What are the steps of community-engaged research?

Community-engaged research is planned in partnership with the community that is the intended target of the research. It requires the development of partnerships between researchers and the community, cooperation and negotiation between parties, collaboration, and a commitment to addressing local health concerns. This can create additional steps not traditionally found in research projects, such as jointly creating a mission statement or a memorandum of understanding to establish terminology, timelines, and expectations. These planning steps typically occur before funding is secured for the research project so that a meaningful and trusting relationship is the platform on which to build  research activities. Community members may be skeptical of research conducted without compensation; therefore researchers and the community should  collaborate to define fair compensation for participation. The researchers also can involve the community members in the research activities and ensuring community member capacity building needs.

The table below illustrates the steps of the process of developing, implementing and analyzing the results of a research study, and compares traditional research and community-based participatory (CBPR) approaches to each of them. While recognizing that this degree of engagement is not ideal or even appropriate for all research projects, we are comparing this most engaged model to illustrate the collaborative potential at each step. Each collaborative project should assess the level of engagement that is appropriate.

Conducting Research: A Comparison of Traditional Research and Community-Based Participatory Approaches

Traditional Research Model

Research Component or Step

Community-Based Participatory Model

Issues identified based on epidemiologic data and funding priorities

Health concern(s) identified.

Full participation of community in identifying issues of greatest importance.
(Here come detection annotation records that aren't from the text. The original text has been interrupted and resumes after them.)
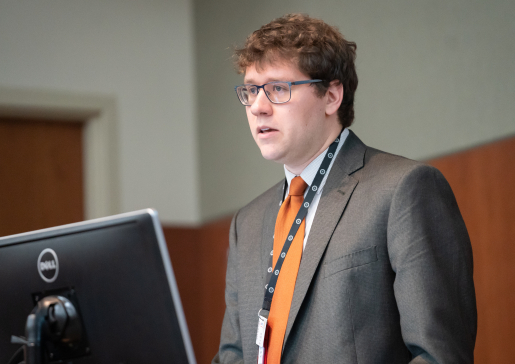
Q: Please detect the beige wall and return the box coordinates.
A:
[0,0,515,225]
[195,0,515,219]
[0,0,200,224]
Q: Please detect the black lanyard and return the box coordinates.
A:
[262,132,340,311]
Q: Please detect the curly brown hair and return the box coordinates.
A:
[234,14,358,127]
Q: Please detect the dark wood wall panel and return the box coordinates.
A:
[429,138,515,364]
[0,119,84,236]
[163,217,232,363]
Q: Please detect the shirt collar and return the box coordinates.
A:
[284,128,349,196]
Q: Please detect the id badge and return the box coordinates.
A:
[256,316,268,348]
[256,316,268,364]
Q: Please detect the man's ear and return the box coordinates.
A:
[325,80,343,115]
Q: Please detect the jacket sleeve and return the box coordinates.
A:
[212,214,243,364]
[387,165,477,364]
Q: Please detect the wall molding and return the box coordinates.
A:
[0,86,120,219]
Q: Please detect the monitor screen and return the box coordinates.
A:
[0,209,195,364]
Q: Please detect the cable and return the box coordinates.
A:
[7,346,25,364]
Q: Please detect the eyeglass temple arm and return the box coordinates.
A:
[291,80,323,85]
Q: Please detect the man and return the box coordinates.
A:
[213,14,476,364]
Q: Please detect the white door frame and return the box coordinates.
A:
[0,87,120,219]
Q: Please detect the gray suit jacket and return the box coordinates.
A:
[213,132,477,364]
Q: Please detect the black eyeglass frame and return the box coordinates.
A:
[234,79,324,106]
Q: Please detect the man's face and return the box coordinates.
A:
[244,63,329,173]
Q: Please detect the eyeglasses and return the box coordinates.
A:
[234,80,322,106]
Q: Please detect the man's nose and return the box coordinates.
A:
[250,90,272,116]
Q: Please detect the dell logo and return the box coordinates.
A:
[38,248,59,283]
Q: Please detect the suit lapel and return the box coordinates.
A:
[282,131,366,344]
[261,180,285,284]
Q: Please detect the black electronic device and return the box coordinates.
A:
[0,209,195,364]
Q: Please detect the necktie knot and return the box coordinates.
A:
[289,176,308,196]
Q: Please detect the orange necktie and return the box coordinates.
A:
[267,177,308,364]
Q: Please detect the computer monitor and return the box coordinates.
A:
[0,209,195,364]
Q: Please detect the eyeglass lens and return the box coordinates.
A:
[237,82,291,105]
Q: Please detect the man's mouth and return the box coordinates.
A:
[259,128,277,134]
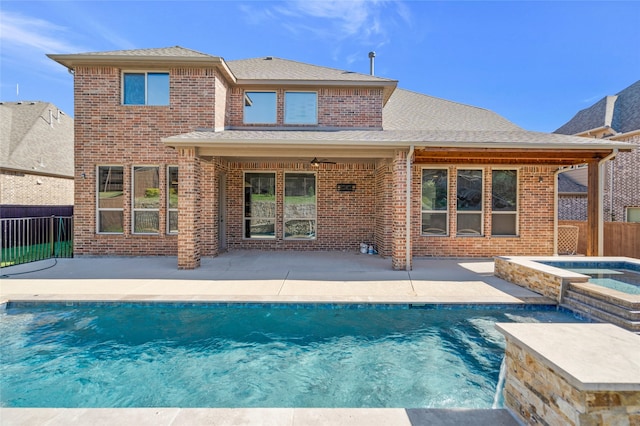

Increased motivation to participate in research process.

Design based entirely on scientific rigor and feasibility; funding requested primarily for research expenses

Study designed and funding sought.

Community representatives involved with study design and proposal submission. Increased acceptability of study approach. Include funds for community.

Approaches to recruitment and retention based on scientific issues and “best guesses” regarding reaching community members and keeping them involved in the study.

Participants recruited and retention systems implemented.

Community representatives provide guidance regarding recruitment and retention strategies. Enhanced recruitment and retention are seen.

Measurement instruments adopted/adapted from other studies. Tested chiefly with psychometric analytic methods.

Measurement instruments designed and data collected.

Measurement instruments are developed with community input and tested in similar populations. Potentially sensitive issues handled better and increased reliability and validity of measures.

Researchers design intervention based on literature and theory.

Intervention designed and implemented.

Community members help guide intervention development. Greater cultural & social relevance to the population served, increasing likelihood of producing positive change.

Researchers report findings from statistical analysis and publish in peer-reviewed journals.

Data analyzed and interpreted, findings disseminated and translated.

Community members assist with interpretation, dissemination & translation of findings. Greater sensitivity to cultural & social norms, climate and potential group harm; enhances potential for translation of findings into practice.

Source: Viswanathan M, Ammerman A, Eng E, Gartlehner G, Lohr KN, Griffith D, Rhodes S, Samuel-Hodge C, Maty S, Lux, L, Webb L, Sutton SF, Swinson T, Jackman A, Whitener L. (2004). Community-Based Participatory Research: Assessing the Evidence. Evidence Report/Technology Assessment No. 99 (Prepared by RTI–University of North Carolina Evidence-based Practice Center under Contract No. 290-02-0016). AHRQ Publication 04-E022- 2. Rockville, MD: Agency for Healthcare Research and Quality.